Membranes unlock potential to vastly increase cell-free vaccine production
By cracking open a cellular membrane, Northwestern University synthetic biologists have discovered a new way to increase production yields of protein-based vaccines by five-fold, significantly broadening access to potentially lifesaving medicines.
In February, the researchers introduced a new biomanufacturing platform that can quickly make shelf-stable vaccines at the point of care, ensuring they will not go to waste due to errors in transportation or storage. In its new study, the team discovered that enriching cell-free extracts with cellular membranes—the components needed to made conjugate vaccines—vastly increased yields of its freeze-dried platform.
The work sets the stage to rapidly make medicines that address rising antibiotic-resistant bacteria as well as new viruses at 40,000 doses per liter per day, costing about $1 per dose. At that rate, the team could use a 1,000-liter reactor (about the size of a large garden waste bag) to generate 40 million doses per day, reaching 1 billion doses in less than a month.
"Certainly, in the time of COVID-19, we have all realized how important it is to be able to make medicines when and where we need them," said Northwestern's Michael Jewett, who led the study. "This work will transform how vaccines are made, including for bio-readiness and pandemic response."
The research will be published April 21 in the journal Nature Communications.
Jewett is a professor of chemical and biological engineering at Northwestern's McCormick School of Engineering and director of Northwestern's Center for Synthetic Biology. Jasmine Hershewe and Katherine Warfel, both graduate students in Jewett's laboratory, are co-first authors of the paper.
The new manufacturing platform—called in vitro conjugate vaccine expression (iVAX)—is made possible by cell-free synthetic biology, a process in which researchers remove a cell's outer wall (or membrane) and repurpose its internal machinery. The researchers then put this repurposed machinery into a test tube and freeze-dry it. Adding water sets off a chemical reaction that activates the cell-free system, turning it into a catalyst for making usable medicine when and where it's needed. Remaining shelf-stable for six months or longer, the platform eliminates the need for complicated supply chains and extreme refrigeration, making it a powerful tool for remote or low-resource settings.

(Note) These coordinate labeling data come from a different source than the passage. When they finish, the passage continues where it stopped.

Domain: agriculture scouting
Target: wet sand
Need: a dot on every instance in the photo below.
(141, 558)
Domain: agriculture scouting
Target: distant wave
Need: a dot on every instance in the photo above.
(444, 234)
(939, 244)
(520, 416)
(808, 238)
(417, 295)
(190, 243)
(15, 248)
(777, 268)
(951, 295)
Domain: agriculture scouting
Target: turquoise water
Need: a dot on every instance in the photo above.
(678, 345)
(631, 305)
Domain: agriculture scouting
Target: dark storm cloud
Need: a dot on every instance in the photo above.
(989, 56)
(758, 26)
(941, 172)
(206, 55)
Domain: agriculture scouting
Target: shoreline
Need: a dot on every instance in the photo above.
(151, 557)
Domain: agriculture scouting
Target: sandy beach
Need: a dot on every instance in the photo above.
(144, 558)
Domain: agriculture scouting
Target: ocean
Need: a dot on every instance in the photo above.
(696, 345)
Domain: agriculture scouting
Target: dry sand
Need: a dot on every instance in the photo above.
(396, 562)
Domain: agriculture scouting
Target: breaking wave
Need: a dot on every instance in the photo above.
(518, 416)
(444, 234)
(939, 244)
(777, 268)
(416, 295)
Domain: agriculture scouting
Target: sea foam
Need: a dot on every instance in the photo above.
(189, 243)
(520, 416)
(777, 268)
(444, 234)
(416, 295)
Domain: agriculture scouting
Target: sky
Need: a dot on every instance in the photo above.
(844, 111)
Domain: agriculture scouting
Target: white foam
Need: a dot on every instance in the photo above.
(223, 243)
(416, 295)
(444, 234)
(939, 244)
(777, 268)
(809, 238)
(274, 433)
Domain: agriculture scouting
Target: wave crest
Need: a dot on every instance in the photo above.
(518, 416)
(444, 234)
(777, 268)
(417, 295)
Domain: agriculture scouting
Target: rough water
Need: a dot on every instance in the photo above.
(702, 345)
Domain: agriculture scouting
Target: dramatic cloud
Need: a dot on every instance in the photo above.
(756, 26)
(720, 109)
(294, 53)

In a previous study, Jewett's team used the iVAX platform to produce conjugate vaccines to protect against bacterial infections. At the time, they repurposed molecular machinery from Escherichia coli to make one dose of vaccine in an hour, costing about $5 per dose.
"It was still too expensive, and the yields were not high enough," Jewett said. "We set a goal to reach $1 per dose and reached that goal here. By increasing yields and lowering costs, we thought we might be able to facilitate greater access to lifesaving medicines."
Jewett and his team discovered that the key to reaching that goal lay within the cell's membrane, which is typically discarded in cell-free synthetic biology. When broken apart, membranes naturally reassemble into vesicles, spherical structures that carry important molecular information. The researchers characterized these vesicles and found that increasing vesicle concentration could be useful in making components for protein therapeutics such as conjugate vaccines, which work by attaching a sugar unit—that is unique to a pathogen—to a carrier protein. By learning to recognize that protein as a foreign substance, the body knows how to mount an immune response to attack it when encountered again.
Attaching this sugar to the carrier protein, however, is a difficult, complex process. The researchers found that the cell's membrane contained machinery that enabled the sugar to more easily attach to the proteins. By enriching vaccine extracts with this membrane-bound machinery, the researchers significantly increased yields of usable vaccine doses.
"For a variety of organisms, close to 30% of the genome is used to encode membrane proteins," said study co-author Neha Kamat, who is an assistant professor of biomedical engineering at McCormick and an expert on cell membranes. "Membrane proteins are a really important part of life. By learning how to use membrane proteins effectively, we can really advance cell-free systems."